The joining last week of 39-hospital Mercy Health Services, Farmington Hills, Mich., and 13-hospital Holy Cross Health System Corp., South Bend, Ind., was the latest example of the rapid consolidation in Catholic healthcare.
Combined, the two will operate in nine states, have revenues of $4 billion and employ more than 50,000 people. It will be the third-largest Catholic system based on revenues.
The form the consolidation will take hasn't been decided, officials said. "It could be a merger; it could be an acquisition," said Judith Pelham, Mercy's president and chief executive officer. The deal is expected to be completed next year.
The deal joins two other pending, high-profile Catholic marriages:
* St. Louis-based Daughters of Charity National Health System and Ann Arbor, Mich.-based Sisters of St. Joseph Health System are set to form one system Oct. 1. It will own or be affiliated with 66 hospitals, spanning 15 states and the District of Columbia (June 21, p. 78).
* Marriottsville, Md.-based Bon Secours Health System and Albany, N.Y.-based Franciscan Health Partnership are in talks. Seventeen-hospital Bon Secours seeks to acquire eight Franciscan hospitals in Kentucky, New Jersey, New York and South Carolina. The proposed deal no longer includes Franciscan's 357-bed Franciscan Medical Center in Dayton, Ohio. No closing date for the deal has been set.
Deals between Catholic systems are driven by more than business interests.
"I think the systems are coming together for the same reason they have come together in the past: an effort to continue the Catholic mission of providing healthcare," said Kay Sifferman, vice president and senior credit officer at Moody's Investors Service in New York. "They want to be able to sustain themselves as long-term organizations."
The only two Catholic systems that would be larger than the combination of Holy Cross and Mercy are the new Daughters-Sisters system, which is expected to have annual revenues of $5.6 billion, and Denver-based Catholic Health Initiatives with annual revenues of $5 billion.
"Strength begets strength, and that's the logic we are trying to pursue," said Sister Patricia Vandenberg, Holy Cross' president and CEO.

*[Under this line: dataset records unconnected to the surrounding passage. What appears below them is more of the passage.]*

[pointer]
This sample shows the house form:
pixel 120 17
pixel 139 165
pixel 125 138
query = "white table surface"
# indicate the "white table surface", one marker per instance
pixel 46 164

What's also unclear is who will run the new, as-yet-unnamed system and where its corporate headquarters will be.
One goal of the consolidation is to create a system that other Catholic healthcare systems can join.
Mercy, which operates three times as many hospitals as Holy Cross, is the larger player in this deal.
Mercy posted net income of $147.8 million on total net revenues of $2.5 billion for the fiscal year ended June 30, 1998. That's a 10% jump from the previous fiscal year when it posted net income of almost $134 million on total revenues of almost $2.4 billion, said spokesman Stephen Shivinsky.
Holy Cross posted net income of $74 million on total revenues of $1.5 billion for the fiscal year ended May 31, 1998. During the preceding fiscal year, the system posted net income of $98 million on total revenues of $1.4 billion, said Deborah Hileman, Holy Cross spokeswoman.
Holy Cross managed to hang onto its tax-exempt status last year after a physician recruitment company it owned pleaded guilty in federal court to paying illegal kickbacks to two physicians for patient referrals (May 4, 1998, p. 2).
Vandenberg said that case had no bearing on the pending deal.
Mercy and Holy Cross have no overlapping markets, and that diversity should mean greater stability for the new system, Pelham said.